Because of the coal situation in the early 1900”s the Denver, Laramie & Northwestern Railroad was formed in Denver to run from Denver to the coalfields in Carbon County, Wyoming. The railroad would run through this territory. Agents of the new road found that Hillsboro was not in the most convenient place for a station and a new town site was chosen on the edge of the old village, one-half mile east, but near enough to give its inhabitants most of the advantages of the coming railroad. The site was selected in March 1909, and the work of creating a city from the stretch of farmland was undertaken early in the spring. The Denver-Laramie Realty Company offered to give the Hillsboro people Lots 30, 31, and 32 in Block 74 in Milliken if they would move the church to that location.
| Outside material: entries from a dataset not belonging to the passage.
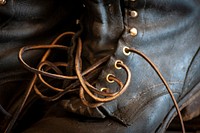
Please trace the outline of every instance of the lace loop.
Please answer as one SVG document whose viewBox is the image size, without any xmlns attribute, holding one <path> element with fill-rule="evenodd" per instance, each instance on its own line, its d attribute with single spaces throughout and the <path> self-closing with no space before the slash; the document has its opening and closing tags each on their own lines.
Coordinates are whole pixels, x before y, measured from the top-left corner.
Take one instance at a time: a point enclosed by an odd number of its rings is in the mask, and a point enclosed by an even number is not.
<svg viewBox="0 0 200 133">
<path fill-rule="evenodd" d="M 75 57 L 75 70 L 76 70 L 76 74 L 78 76 L 78 79 L 81 83 L 81 89 L 80 89 L 80 97 L 81 100 L 83 101 L 84 104 L 86 104 L 86 106 L 88 106 L 88 102 L 85 102 L 86 99 L 84 98 L 84 92 L 83 90 L 96 102 L 108 102 L 108 101 L 112 101 L 114 99 L 116 99 L 118 96 L 120 96 L 122 93 L 125 92 L 125 90 L 128 88 L 128 85 L 130 84 L 131 81 L 131 72 L 129 70 L 129 68 L 123 64 L 122 61 L 117 61 L 117 65 L 118 67 L 122 67 L 125 69 L 126 73 L 127 73 L 127 80 L 125 82 L 125 85 L 121 86 L 119 89 L 119 92 L 117 92 L 116 94 L 114 94 L 114 96 L 112 97 L 106 97 L 106 98 L 101 98 L 101 97 L 97 97 L 96 95 L 94 95 L 90 89 L 88 88 L 86 81 L 84 80 L 82 74 L 81 74 L 81 67 L 82 67 L 82 60 L 81 60 L 81 51 L 82 51 L 82 42 L 81 39 L 78 39 L 78 46 L 77 46 L 77 51 L 76 51 L 76 57 Z M 113 80 L 115 80 L 115 78 L 113 78 Z M 117 80 L 116 80 L 117 81 Z M 118 82 L 117 82 L 118 83 Z M 120 84 L 121 85 L 121 84 Z M 94 87 L 92 87 L 94 88 Z M 82 90 L 83 89 L 83 90 Z M 96 90 L 96 89 L 93 89 Z M 95 105 L 101 105 L 101 104 L 95 104 Z M 94 105 L 92 104 L 91 107 L 94 107 Z M 96 107 L 96 106 L 95 106 Z"/>
<path fill-rule="evenodd" d="M 68 67 L 68 62 L 50 62 L 50 61 L 47 60 L 49 54 L 51 53 L 51 49 L 62 49 L 62 50 L 68 50 L 69 49 L 69 47 L 67 47 L 67 46 L 56 44 L 59 41 L 60 38 L 66 36 L 66 35 L 72 36 L 73 45 L 76 46 L 75 64 L 74 64 L 75 65 L 75 71 L 76 71 L 75 76 L 66 76 L 58 68 L 58 67 Z M 73 46 L 73 47 L 75 47 L 75 46 Z M 33 68 L 33 67 L 29 66 L 23 60 L 22 56 L 27 51 L 37 50 L 37 49 L 47 49 L 47 51 L 44 54 L 44 56 L 42 57 L 38 67 Z M 90 107 L 90 108 L 97 108 L 97 107 L 103 105 L 106 102 L 115 100 L 127 90 L 128 86 L 131 82 L 131 71 L 128 68 L 128 66 L 126 66 L 121 60 L 116 60 L 114 66 L 115 66 L 116 69 L 125 70 L 127 78 L 125 80 L 125 83 L 122 83 L 114 75 L 108 74 L 107 77 L 106 77 L 106 80 L 109 83 L 116 82 L 119 86 L 119 88 L 117 89 L 116 92 L 110 93 L 109 92 L 111 90 L 110 88 L 105 87 L 105 88 L 98 89 L 87 81 L 87 77 L 90 78 L 90 75 L 92 75 L 94 70 L 97 69 L 98 67 L 100 67 L 104 62 L 106 62 L 108 60 L 109 56 L 102 58 L 101 60 L 99 60 L 98 62 L 93 64 L 91 67 L 82 71 L 81 52 L 82 52 L 82 41 L 77 36 L 77 34 L 75 34 L 73 32 L 66 32 L 66 33 L 61 34 L 50 45 L 25 46 L 25 47 L 20 49 L 19 60 L 26 69 L 28 69 L 29 71 L 34 73 L 34 77 L 33 77 L 33 80 L 30 83 L 28 90 L 27 90 L 27 93 L 25 95 L 23 103 L 21 104 L 21 106 L 19 107 L 15 116 L 13 117 L 13 119 L 11 120 L 10 124 L 7 127 L 7 131 L 9 131 L 12 128 L 13 124 L 15 123 L 15 121 L 16 121 L 18 115 L 20 114 L 20 112 L 21 112 L 21 110 L 22 110 L 32 88 L 35 90 L 37 95 L 39 95 L 41 98 L 48 100 L 48 101 L 58 100 L 60 97 L 62 97 L 64 94 L 66 94 L 68 92 L 79 91 L 80 100 L 82 101 L 82 103 L 84 105 L 86 105 L 87 107 Z M 169 88 L 169 85 L 167 84 L 164 77 L 161 75 L 158 68 L 152 63 L 152 61 L 146 55 L 144 55 L 142 52 L 140 52 L 140 51 L 138 51 L 134 48 L 124 47 L 123 53 L 125 55 L 130 55 L 130 53 L 136 53 L 136 54 L 140 55 L 141 57 L 143 57 L 153 67 L 153 69 L 156 71 L 156 73 L 158 74 L 158 76 L 160 77 L 160 79 L 162 80 L 164 85 L 166 86 L 166 88 L 167 88 L 167 90 L 168 90 L 168 92 L 169 92 L 169 94 L 172 98 L 172 101 L 174 102 L 175 108 L 176 108 L 177 113 L 179 115 L 179 118 L 181 120 L 182 130 L 183 130 L 183 132 L 185 132 L 184 123 L 183 123 L 182 116 L 181 116 L 181 113 L 180 113 L 180 109 L 178 107 L 176 99 L 174 98 L 173 93 L 172 93 L 171 89 Z M 48 72 L 49 70 L 53 70 L 56 74 Z M 57 87 L 50 85 L 47 81 L 45 81 L 43 76 L 46 76 L 46 77 L 49 77 L 49 78 L 52 78 L 52 79 L 74 80 L 74 83 L 71 84 L 67 88 L 57 88 Z M 44 84 L 45 86 L 47 86 L 51 90 L 56 91 L 57 94 L 54 95 L 54 96 L 43 95 L 42 92 L 38 89 L 38 87 L 35 84 L 37 79 L 39 79 L 42 84 Z M 89 99 L 86 99 L 85 93 L 89 96 Z"/>
</svg>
In March 1910, the congregation approved of moving the church and on April 22, 1910, the task of moving the building was started under the direction of Rev. Clarke. On May 10, 1910, the moving was completed and the building was on the site, on the southeast corner of Elm St. and Kathleen Avenue.After two month’s work of moving, painting, replastering and in various other ways repairing the church it was ready for rededication, Johnson and Sons had put in the foundation and plastered the interior. Total expenses were about $800.00 with $350.00 given from outside sources. The rededication service was held at 3 o”clock Sunday afternoon, June 19, 1910.
Over the years, there were several additions to the original church building, but in the early 1980’s, with a growing congregation and an aging building, a building campaign was begun. In 1985, the congregation moved into the present church building at 201 S. Olive.